„Discovery“-Mission

Wartungsarbeiten an Raumstation ISS geglückt

- Erfolgreicher Weltraumspaziergang: Zwei Astronauten des US-Shuttles „Discovery“ haben die Internationale Raumstation ISS erfolgreich repariert. Der Außeneinsatz dauerte mehr als sechs Stunden.

Bei einem über sechsstündigen Außeneinsatz haben zwei Astronauten des US-Shuttles „Discovery“ ihre Wartungsarbeiten an der Internationalen Raumstation ISS wie geplant erledigt. Trotz anfänglicher Probleme mit einem ausgefallenen Roboterarm gelang es den beiden Männern, ein Stromkabel zwischen zwei Modulen der ISS anzubringen.

Außerdem bereiteten sie den geplanten Austausch einer Ammoniak-Pumpe für das Kühlsystem der Raumstation vor. Anschließend arbeiteten die Astronauten an einer externen Fernsehkamera. Der Außeneinsatz dauerte gut sechseinhalb Stunden, teilte die US-Raumfahrtbehörde NASA am Montag (Ortszeit) in Houston (US-Staat Texas) mit.

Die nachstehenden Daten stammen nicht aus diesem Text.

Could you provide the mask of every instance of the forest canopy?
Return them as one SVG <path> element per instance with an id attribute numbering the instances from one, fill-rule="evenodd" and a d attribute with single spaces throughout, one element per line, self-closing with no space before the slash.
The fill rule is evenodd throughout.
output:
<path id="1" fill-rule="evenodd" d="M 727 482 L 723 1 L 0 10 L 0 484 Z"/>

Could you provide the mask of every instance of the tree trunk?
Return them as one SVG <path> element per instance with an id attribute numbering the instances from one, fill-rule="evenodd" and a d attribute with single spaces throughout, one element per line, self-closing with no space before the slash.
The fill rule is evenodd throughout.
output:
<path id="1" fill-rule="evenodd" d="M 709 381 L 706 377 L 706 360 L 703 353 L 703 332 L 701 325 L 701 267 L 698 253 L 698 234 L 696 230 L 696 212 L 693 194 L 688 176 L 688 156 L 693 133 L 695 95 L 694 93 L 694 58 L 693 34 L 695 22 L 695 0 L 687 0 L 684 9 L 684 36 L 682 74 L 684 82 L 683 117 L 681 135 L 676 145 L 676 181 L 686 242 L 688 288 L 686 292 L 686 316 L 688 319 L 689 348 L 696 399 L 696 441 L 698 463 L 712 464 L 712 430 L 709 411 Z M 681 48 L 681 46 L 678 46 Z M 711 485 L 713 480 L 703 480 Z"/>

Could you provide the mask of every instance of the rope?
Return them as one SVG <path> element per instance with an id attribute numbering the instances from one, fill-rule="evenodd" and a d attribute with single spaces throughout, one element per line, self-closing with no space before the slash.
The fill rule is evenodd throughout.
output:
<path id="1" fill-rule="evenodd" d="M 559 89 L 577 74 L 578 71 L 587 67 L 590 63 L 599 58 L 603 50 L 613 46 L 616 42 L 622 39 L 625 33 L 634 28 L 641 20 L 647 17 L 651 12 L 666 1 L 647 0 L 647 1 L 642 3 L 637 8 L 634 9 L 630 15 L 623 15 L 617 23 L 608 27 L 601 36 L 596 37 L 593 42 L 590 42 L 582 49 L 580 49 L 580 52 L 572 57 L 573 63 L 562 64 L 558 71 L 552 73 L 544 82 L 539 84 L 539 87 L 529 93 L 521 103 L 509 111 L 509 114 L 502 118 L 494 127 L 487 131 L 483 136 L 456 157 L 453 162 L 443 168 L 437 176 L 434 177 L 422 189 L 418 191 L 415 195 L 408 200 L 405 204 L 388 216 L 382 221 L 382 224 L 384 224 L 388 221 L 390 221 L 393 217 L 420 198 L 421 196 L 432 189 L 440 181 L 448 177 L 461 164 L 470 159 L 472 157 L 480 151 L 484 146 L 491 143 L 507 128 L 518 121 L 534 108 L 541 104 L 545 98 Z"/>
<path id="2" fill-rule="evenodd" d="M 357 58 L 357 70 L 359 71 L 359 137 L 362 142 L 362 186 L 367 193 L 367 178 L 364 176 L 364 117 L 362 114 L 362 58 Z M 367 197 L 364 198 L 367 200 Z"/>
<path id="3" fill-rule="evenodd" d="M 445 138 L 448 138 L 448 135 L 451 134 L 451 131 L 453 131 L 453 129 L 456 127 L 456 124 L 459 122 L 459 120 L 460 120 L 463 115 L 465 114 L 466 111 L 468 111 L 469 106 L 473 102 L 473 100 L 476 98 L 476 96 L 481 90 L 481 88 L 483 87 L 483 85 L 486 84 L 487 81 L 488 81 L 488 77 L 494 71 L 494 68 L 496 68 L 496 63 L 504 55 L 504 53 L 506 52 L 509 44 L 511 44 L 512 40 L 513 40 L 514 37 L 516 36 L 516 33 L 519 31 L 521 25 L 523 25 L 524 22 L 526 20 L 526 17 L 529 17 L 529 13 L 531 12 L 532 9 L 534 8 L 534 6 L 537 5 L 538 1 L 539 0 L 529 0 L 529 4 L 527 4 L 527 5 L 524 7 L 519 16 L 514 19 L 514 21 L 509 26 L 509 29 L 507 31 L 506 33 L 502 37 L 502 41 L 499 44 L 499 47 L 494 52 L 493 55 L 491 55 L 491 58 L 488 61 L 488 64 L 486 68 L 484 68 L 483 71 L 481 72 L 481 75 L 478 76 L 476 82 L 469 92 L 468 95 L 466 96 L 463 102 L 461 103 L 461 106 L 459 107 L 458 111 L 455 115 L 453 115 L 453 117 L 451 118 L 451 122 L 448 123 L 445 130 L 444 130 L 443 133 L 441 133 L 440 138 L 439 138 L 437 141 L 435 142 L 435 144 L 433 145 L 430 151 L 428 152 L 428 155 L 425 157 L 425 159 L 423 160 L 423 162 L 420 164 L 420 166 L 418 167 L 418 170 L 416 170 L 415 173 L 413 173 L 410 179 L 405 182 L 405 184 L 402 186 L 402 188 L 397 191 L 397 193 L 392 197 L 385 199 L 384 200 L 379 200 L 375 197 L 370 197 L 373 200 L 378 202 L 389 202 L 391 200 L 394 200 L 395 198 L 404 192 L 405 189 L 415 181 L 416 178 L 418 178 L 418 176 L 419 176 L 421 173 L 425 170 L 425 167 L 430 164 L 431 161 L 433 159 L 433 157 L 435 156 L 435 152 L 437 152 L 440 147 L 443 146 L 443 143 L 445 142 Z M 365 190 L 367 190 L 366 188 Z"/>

Es war der erste von zwei geplanten Ausstiegen während der aktuellen „Discovery“-Mission. Der zweite Einsatz ist für Mittwoch vorgesehen. Dann sollen unter anderem Wartungsarbeiten an der Wärmeisolation der ISS erledigt werden.

Für das Space-Shuttle „Discovery“ ist es die letzte Weltraumreise. Nach der Rückkehr am 7. März soll die erstmals 1984 gestartete US-Raumfähre in einem Museum ausgestellt werden. Anschließend soll es noch zwei weitere Flüge anderer Shuttles geben - dann ist die Zeit dieser Raumfähren beendet.